Yesterday we gave Bianca her puppy cut, well deserved since she is now a Mex Ch, Great Mex Ch and International Champion. I liked it, i would have left some hair in her body and a liitle bit more to do a top knot but Ramon, our handler and groomer, decided that she would be more comfortable with this style:


----------



## kcalbat (Mar 13, 2007)

i can try posting some of my grooms that I do to see if that helps at all. 

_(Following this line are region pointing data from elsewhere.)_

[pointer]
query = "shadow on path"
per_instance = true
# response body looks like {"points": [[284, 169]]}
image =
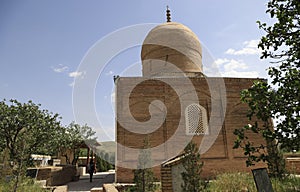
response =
{"points": [[84, 184]]}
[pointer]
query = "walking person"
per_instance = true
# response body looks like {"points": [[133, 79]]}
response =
{"points": [[91, 169]]}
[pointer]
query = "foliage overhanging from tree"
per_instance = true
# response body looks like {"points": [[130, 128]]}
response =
{"points": [[280, 99], [25, 129]]}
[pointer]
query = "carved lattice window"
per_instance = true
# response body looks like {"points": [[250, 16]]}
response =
{"points": [[196, 120]]}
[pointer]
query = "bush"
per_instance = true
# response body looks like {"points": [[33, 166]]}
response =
{"points": [[233, 182], [25, 184], [291, 184]]}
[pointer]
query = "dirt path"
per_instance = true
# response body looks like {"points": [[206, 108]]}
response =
{"points": [[84, 184]]}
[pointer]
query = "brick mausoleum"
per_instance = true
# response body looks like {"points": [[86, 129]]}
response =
{"points": [[179, 95]]}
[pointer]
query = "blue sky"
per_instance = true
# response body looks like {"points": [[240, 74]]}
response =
{"points": [[42, 44]]}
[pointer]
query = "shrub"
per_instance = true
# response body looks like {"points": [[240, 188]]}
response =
{"points": [[233, 182], [25, 184]]}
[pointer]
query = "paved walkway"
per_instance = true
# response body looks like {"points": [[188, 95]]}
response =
{"points": [[84, 184]]}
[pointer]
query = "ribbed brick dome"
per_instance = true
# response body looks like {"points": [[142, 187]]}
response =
{"points": [[174, 43]]}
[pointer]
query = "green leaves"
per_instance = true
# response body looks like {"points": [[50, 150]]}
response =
{"points": [[193, 168], [280, 99]]}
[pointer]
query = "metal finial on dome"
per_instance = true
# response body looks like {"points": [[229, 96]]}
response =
{"points": [[168, 14]]}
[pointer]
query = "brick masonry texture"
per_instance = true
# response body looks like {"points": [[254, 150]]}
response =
{"points": [[219, 158]]}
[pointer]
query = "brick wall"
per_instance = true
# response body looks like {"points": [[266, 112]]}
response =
{"points": [[220, 156]]}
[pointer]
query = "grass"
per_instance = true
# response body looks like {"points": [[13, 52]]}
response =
{"points": [[25, 184], [235, 182]]}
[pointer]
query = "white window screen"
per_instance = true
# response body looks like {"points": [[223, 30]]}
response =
{"points": [[196, 120]]}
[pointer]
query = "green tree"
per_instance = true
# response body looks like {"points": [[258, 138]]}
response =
{"points": [[192, 165], [72, 137], [280, 99], [25, 128], [143, 175]]}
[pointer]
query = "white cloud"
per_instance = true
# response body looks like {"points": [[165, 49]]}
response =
{"points": [[219, 62], [60, 69], [72, 84], [249, 48], [76, 74], [109, 73], [234, 68]]}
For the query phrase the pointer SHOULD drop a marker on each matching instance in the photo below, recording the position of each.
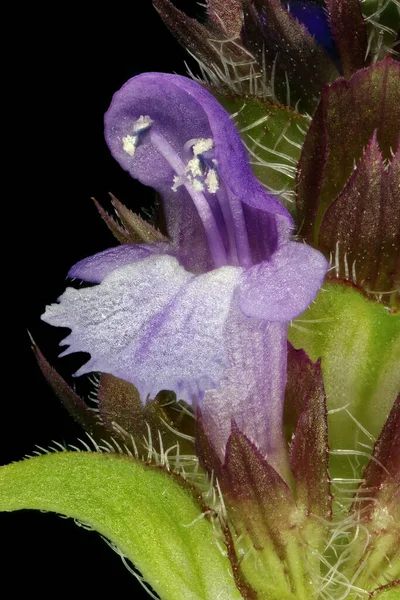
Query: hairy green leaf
(151, 516)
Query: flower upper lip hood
(185, 112)
(188, 314)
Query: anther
(131, 141)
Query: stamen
(140, 127)
(213, 235)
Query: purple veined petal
(179, 111)
(153, 324)
(95, 268)
(252, 395)
(281, 288)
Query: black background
(72, 62)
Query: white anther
(129, 144)
(212, 181)
(143, 123)
(202, 145)
(197, 185)
(194, 167)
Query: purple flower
(204, 315)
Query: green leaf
(388, 592)
(383, 23)
(359, 343)
(150, 515)
(274, 136)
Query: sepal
(128, 227)
(361, 228)
(358, 341)
(350, 34)
(293, 62)
(305, 409)
(352, 111)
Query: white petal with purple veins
(152, 323)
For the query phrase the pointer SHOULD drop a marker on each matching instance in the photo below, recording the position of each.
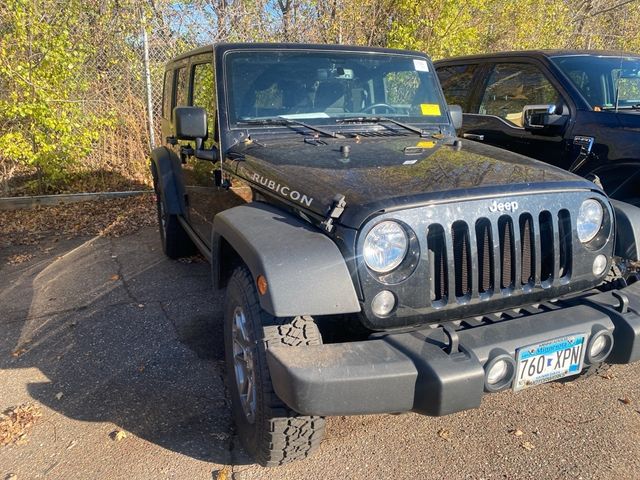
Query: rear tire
(175, 241)
(271, 432)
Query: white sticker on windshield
(420, 65)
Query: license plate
(549, 361)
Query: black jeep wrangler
(579, 110)
(328, 189)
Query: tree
(43, 122)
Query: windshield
(603, 80)
(321, 87)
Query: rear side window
(180, 87)
(511, 86)
(204, 95)
(166, 93)
(456, 83)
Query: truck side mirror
(456, 116)
(542, 117)
(190, 123)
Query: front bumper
(425, 371)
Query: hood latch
(338, 206)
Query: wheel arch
(305, 271)
(620, 179)
(167, 175)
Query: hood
(389, 173)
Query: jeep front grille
(497, 257)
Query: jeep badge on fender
(463, 271)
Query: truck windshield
(604, 81)
(320, 87)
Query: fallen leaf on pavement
(15, 423)
(118, 435)
(19, 258)
(18, 352)
(224, 474)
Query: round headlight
(385, 246)
(589, 220)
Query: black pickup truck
(373, 261)
(579, 110)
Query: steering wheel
(386, 106)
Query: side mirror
(456, 116)
(541, 117)
(190, 123)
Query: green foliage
(44, 122)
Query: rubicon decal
(282, 190)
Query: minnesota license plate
(550, 360)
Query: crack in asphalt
(120, 274)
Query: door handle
(473, 136)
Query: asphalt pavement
(106, 335)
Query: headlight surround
(590, 219)
(385, 246)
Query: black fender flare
(167, 175)
(306, 273)
(627, 230)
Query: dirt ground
(116, 352)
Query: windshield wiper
(289, 123)
(411, 128)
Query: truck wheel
(271, 432)
(175, 241)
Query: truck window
(166, 93)
(511, 86)
(203, 95)
(456, 83)
(180, 92)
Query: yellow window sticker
(430, 109)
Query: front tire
(271, 432)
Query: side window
(204, 95)
(511, 86)
(456, 83)
(180, 96)
(401, 87)
(166, 93)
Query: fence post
(147, 76)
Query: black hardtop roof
(221, 47)
(541, 54)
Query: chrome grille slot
(546, 248)
(462, 259)
(438, 263)
(564, 235)
(527, 250)
(485, 256)
(507, 254)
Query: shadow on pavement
(126, 336)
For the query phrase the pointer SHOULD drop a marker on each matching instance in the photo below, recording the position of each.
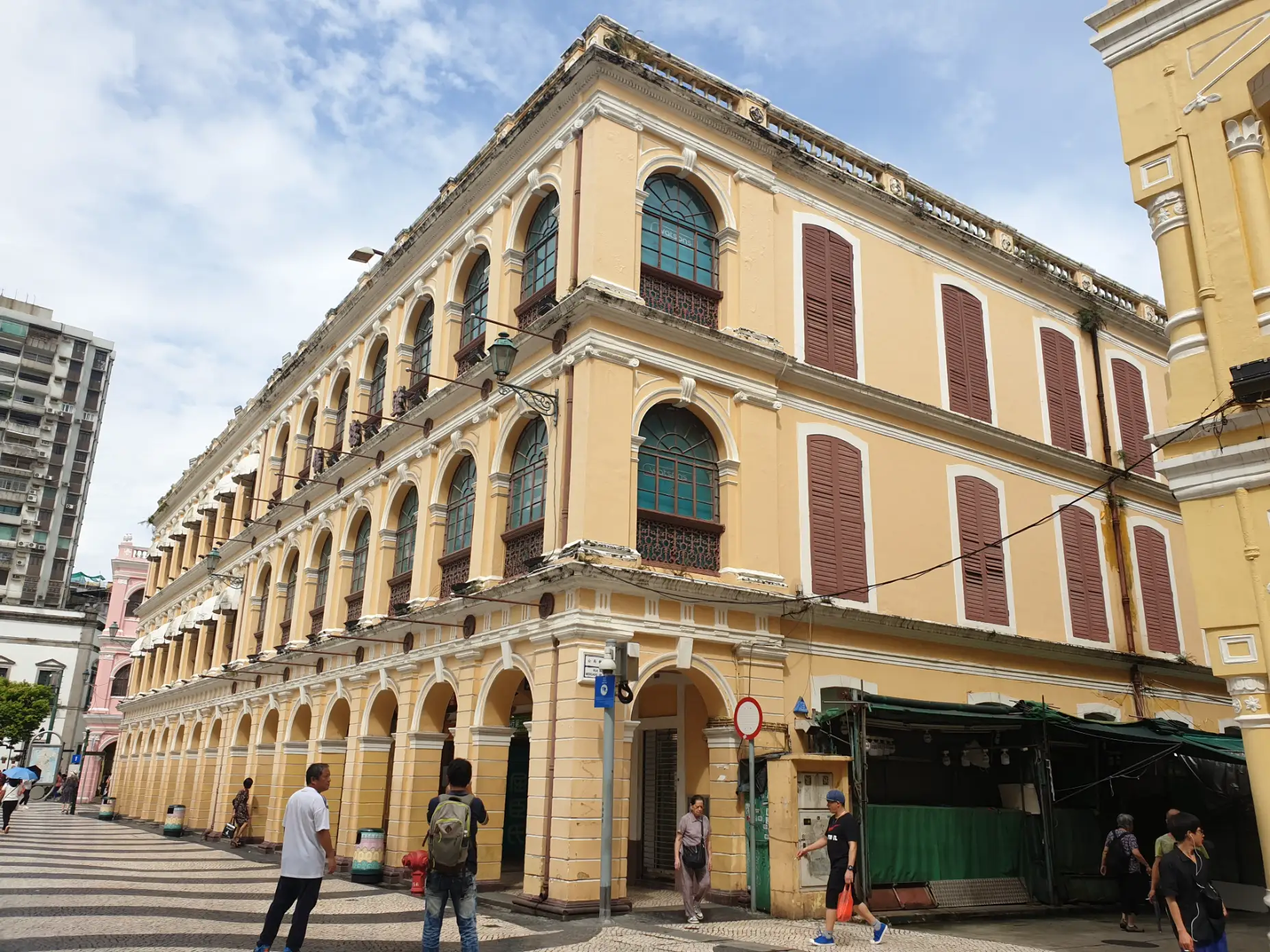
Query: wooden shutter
(1130, 410)
(828, 301)
(837, 512)
(1157, 591)
(1084, 576)
(965, 353)
(1062, 391)
(983, 573)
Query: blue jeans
(461, 889)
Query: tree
(23, 707)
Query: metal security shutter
(967, 353)
(983, 573)
(837, 518)
(1062, 390)
(1084, 576)
(1130, 410)
(828, 301)
(1157, 591)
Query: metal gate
(661, 801)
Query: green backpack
(450, 834)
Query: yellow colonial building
(1193, 88)
(772, 405)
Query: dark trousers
(300, 892)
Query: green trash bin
(368, 855)
(175, 824)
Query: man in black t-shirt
(842, 842)
(1195, 909)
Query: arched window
(120, 682)
(460, 512)
(677, 490)
(678, 234)
(461, 506)
(379, 376)
(527, 504)
(420, 352)
(407, 524)
(318, 613)
(341, 417)
(290, 603)
(361, 554)
(540, 248)
(475, 304)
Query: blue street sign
(605, 687)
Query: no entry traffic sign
(748, 717)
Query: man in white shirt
(307, 853)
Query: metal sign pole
(753, 834)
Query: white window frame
(804, 508)
(1104, 570)
(802, 218)
(1038, 324)
(1114, 408)
(962, 470)
(954, 281)
(1137, 585)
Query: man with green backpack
(451, 846)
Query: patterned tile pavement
(74, 882)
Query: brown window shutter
(837, 517)
(1130, 410)
(983, 573)
(828, 301)
(965, 353)
(1084, 576)
(1062, 391)
(1157, 591)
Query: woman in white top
(13, 791)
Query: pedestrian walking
(1123, 861)
(842, 842)
(70, 794)
(453, 818)
(307, 855)
(692, 860)
(1195, 908)
(242, 812)
(13, 791)
(29, 785)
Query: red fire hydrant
(417, 864)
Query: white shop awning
(245, 469)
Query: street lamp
(211, 560)
(502, 355)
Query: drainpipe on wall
(1090, 323)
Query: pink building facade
(129, 573)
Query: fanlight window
(529, 476)
(475, 303)
(461, 506)
(361, 552)
(407, 527)
(678, 470)
(678, 231)
(540, 246)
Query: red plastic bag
(846, 904)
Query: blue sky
(187, 178)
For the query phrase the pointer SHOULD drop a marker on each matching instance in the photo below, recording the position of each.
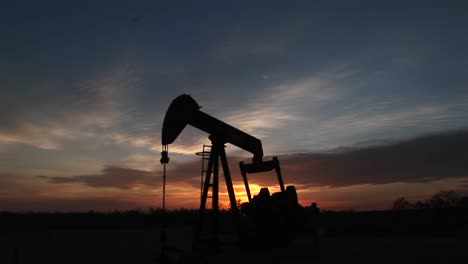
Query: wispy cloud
(110, 177)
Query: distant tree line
(440, 200)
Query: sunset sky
(362, 101)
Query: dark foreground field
(372, 237)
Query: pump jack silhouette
(280, 211)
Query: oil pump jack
(280, 211)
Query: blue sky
(85, 87)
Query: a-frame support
(217, 155)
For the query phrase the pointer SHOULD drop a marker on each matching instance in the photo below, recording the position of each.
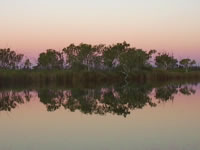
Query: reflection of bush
(115, 100)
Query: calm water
(134, 117)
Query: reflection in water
(115, 100)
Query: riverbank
(64, 77)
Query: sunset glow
(32, 26)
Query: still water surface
(136, 117)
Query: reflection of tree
(10, 99)
(53, 99)
(115, 100)
(187, 91)
(97, 101)
(166, 93)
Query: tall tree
(165, 61)
(187, 63)
(51, 59)
(10, 59)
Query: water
(134, 117)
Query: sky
(32, 26)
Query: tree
(165, 61)
(83, 56)
(112, 53)
(27, 64)
(71, 52)
(187, 63)
(10, 59)
(51, 59)
(133, 60)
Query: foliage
(165, 61)
(10, 59)
(187, 63)
(51, 59)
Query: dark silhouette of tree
(10, 59)
(51, 59)
(166, 93)
(27, 64)
(165, 61)
(187, 63)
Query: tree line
(115, 100)
(117, 57)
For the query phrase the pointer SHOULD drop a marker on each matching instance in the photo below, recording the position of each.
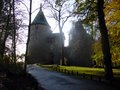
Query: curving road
(56, 81)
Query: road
(50, 80)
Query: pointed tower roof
(40, 18)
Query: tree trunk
(2, 50)
(62, 41)
(26, 55)
(105, 41)
(14, 34)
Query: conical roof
(40, 18)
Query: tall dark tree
(14, 33)
(105, 41)
(26, 57)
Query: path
(56, 81)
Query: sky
(51, 21)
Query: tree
(26, 57)
(60, 11)
(87, 10)
(105, 41)
(112, 12)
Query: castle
(44, 46)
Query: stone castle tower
(44, 46)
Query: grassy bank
(82, 70)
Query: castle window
(36, 27)
(51, 40)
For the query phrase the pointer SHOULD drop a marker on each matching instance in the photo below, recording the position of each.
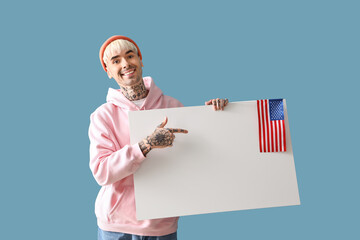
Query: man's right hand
(160, 138)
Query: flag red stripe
(283, 121)
(263, 124)
(276, 138)
(272, 135)
(259, 125)
(280, 133)
(267, 125)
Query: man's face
(125, 67)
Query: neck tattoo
(135, 92)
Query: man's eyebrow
(119, 55)
(115, 57)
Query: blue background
(51, 80)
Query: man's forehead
(121, 52)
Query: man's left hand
(218, 103)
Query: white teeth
(125, 74)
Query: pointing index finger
(177, 130)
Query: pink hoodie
(113, 161)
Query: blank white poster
(216, 167)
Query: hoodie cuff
(139, 156)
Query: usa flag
(271, 125)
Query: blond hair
(116, 47)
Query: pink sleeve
(107, 164)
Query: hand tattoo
(160, 138)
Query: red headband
(111, 39)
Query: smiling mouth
(128, 73)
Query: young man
(113, 161)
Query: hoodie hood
(155, 94)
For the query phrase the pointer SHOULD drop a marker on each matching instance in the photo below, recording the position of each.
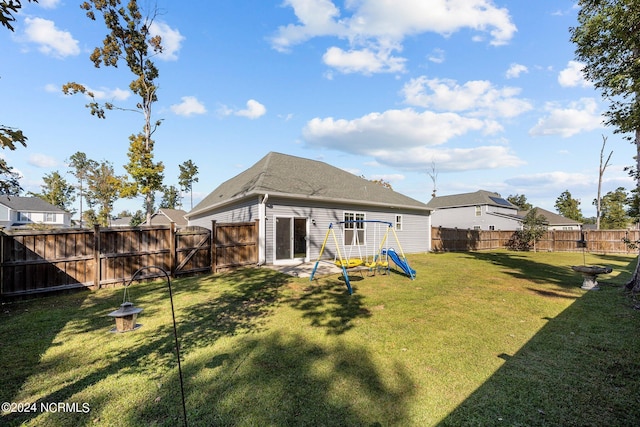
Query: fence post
(172, 248)
(2, 239)
(256, 240)
(97, 272)
(214, 255)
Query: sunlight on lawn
(261, 348)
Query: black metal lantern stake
(126, 316)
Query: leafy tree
(568, 207)
(82, 166)
(188, 172)
(129, 39)
(520, 200)
(380, 182)
(607, 41)
(147, 175)
(56, 190)
(171, 198)
(613, 212)
(137, 218)
(90, 218)
(601, 169)
(534, 226)
(103, 189)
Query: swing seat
(348, 263)
(377, 266)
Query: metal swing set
(379, 261)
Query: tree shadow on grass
(328, 305)
(204, 317)
(280, 380)
(580, 369)
(28, 329)
(238, 309)
(524, 266)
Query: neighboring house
(481, 210)
(24, 211)
(295, 200)
(121, 221)
(166, 216)
(555, 221)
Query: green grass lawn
(489, 338)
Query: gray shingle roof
(480, 197)
(29, 204)
(552, 218)
(279, 174)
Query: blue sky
(487, 92)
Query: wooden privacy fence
(44, 261)
(597, 241)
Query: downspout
(262, 229)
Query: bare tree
(603, 167)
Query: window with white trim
(24, 216)
(398, 222)
(354, 231)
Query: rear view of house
(295, 199)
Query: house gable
(17, 211)
(288, 176)
(482, 210)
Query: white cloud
(477, 97)
(579, 116)
(189, 106)
(375, 29)
(390, 178)
(253, 111)
(552, 179)
(452, 159)
(42, 161)
(103, 93)
(515, 70)
(437, 56)
(50, 39)
(390, 130)
(171, 40)
(365, 61)
(49, 4)
(572, 76)
(317, 18)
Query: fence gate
(193, 250)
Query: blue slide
(402, 263)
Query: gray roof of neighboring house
(552, 218)
(480, 197)
(167, 216)
(29, 204)
(283, 175)
(174, 215)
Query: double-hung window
(354, 228)
(398, 222)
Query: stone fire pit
(590, 275)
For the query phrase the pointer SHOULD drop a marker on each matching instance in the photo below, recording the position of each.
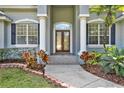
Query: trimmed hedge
(15, 53)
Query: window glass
(27, 33)
(96, 33)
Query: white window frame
(99, 45)
(54, 36)
(27, 36)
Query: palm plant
(109, 12)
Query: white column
(42, 33)
(82, 34)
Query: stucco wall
(1, 34)
(62, 14)
(17, 14)
(120, 34)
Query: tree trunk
(105, 39)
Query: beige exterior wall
(62, 14)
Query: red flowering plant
(90, 57)
(43, 56)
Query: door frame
(62, 43)
(54, 36)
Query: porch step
(63, 59)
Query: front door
(62, 41)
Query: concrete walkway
(77, 77)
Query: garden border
(23, 66)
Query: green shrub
(113, 61)
(14, 53)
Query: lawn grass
(17, 78)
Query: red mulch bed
(12, 61)
(97, 70)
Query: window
(96, 33)
(26, 33)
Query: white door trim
(54, 36)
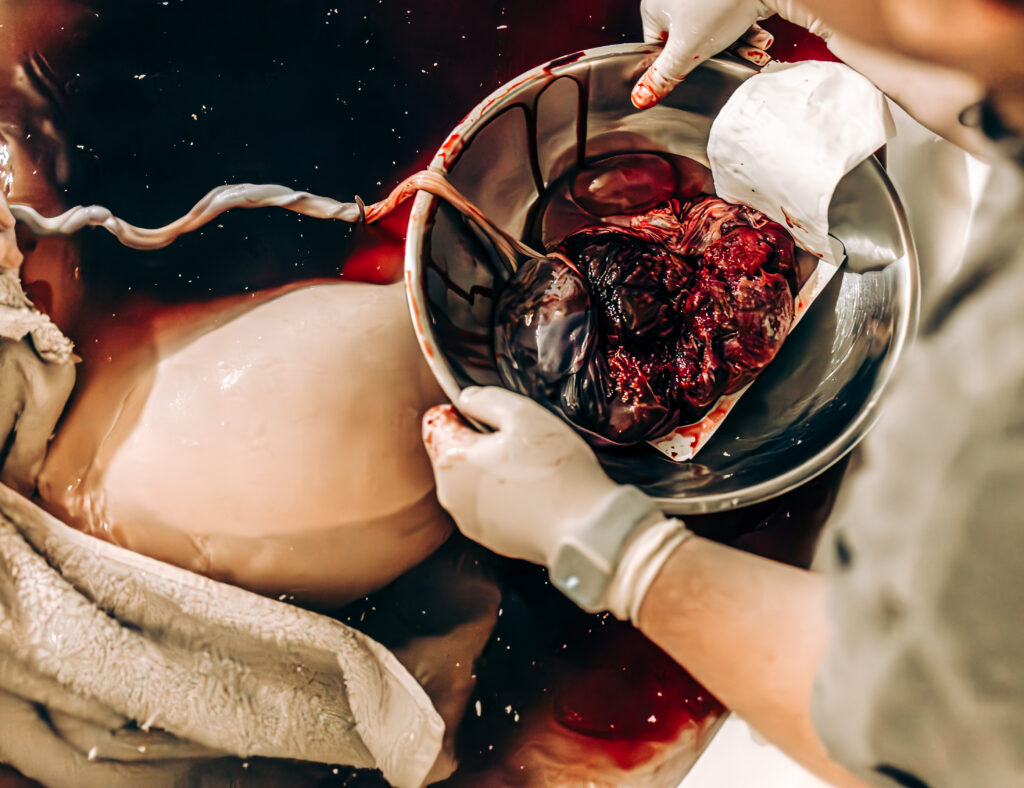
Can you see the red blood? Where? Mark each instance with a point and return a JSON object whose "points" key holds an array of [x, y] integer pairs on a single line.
{"points": [[693, 299], [793, 43], [625, 184], [626, 691]]}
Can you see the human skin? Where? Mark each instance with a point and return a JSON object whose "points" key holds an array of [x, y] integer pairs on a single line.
{"points": [[719, 611]]}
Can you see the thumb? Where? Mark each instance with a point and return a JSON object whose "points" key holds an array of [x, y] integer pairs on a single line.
{"points": [[446, 436], [497, 407], [669, 70]]}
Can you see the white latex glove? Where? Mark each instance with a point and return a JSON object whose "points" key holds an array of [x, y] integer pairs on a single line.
{"points": [[534, 490], [694, 30]]}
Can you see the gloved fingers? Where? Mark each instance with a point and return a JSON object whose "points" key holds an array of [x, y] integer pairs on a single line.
{"points": [[758, 37], [655, 22], [690, 42], [446, 436], [752, 54], [500, 407], [671, 68]]}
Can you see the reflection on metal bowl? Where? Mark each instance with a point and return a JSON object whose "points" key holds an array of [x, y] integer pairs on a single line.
{"points": [[816, 399]]}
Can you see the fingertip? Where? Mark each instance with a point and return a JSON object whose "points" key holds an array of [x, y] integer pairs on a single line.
{"points": [[439, 425], [642, 96]]}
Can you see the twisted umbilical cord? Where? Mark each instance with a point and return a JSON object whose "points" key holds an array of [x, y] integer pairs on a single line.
{"points": [[250, 195]]}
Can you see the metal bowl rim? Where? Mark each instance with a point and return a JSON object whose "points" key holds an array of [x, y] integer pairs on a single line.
{"points": [[691, 504]]}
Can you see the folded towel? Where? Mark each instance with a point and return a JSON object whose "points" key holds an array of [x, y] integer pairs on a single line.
{"points": [[100, 635]]}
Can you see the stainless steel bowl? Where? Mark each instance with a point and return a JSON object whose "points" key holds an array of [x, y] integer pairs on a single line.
{"points": [[811, 404]]}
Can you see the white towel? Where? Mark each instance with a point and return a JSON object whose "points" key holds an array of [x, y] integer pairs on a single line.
{"points": [[100, 635]]}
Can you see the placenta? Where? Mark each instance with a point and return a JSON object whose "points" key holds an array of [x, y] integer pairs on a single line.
{"points": [[640, 321]]}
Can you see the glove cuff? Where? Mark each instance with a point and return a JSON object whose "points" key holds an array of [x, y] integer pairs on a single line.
{"points": [[586, 562], [641, 562]]}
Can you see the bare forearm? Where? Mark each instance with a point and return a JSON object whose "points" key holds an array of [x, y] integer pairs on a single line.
{"points": [[753, 631]]}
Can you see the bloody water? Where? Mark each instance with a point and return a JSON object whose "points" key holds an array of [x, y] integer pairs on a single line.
{"points": [[155, 102]]}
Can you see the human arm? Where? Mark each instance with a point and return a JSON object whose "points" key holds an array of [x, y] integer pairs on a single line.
{"points": [[753, 631], [750, 629], [934, 95]]}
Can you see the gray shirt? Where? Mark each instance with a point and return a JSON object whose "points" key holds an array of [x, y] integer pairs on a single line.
{"points": [[923, 684]]}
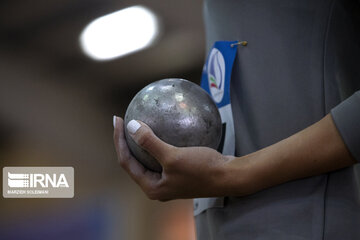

On a Shih Tzu, that is an E comb all over(about 2 to 2.5 inches), with a long teddybear head with tie up topknot and shave bridge of nose, trim tail, and heavy scissor









a Maltese with a thick cotton coat. That is a 0 Comb(about and inch a/o), tbh, short ears, leave hir in front of eyes with a tie up topknot.









sorry, these are my favorite kind of cuts so they are th eones I take pictures of. When I do different syles I will take pics.

Got a Poodle? A 0 comb a/o, shave fc and feet, trim ears shortand a pom pom tail.


----------



## kcalbat (Mar 13, 2007)

oh...and here is one for ya.

Have a Standard Poodle?

This is an ex showdog. His pattern was actually off compared to pictures I was looking at, but I was told to follow the pattern set. 

Last time the pom poms on the legs had been shaved off, so I had to reset them, which is why they look so goofy.

My first Continental Cut. Sorry its sideways


----------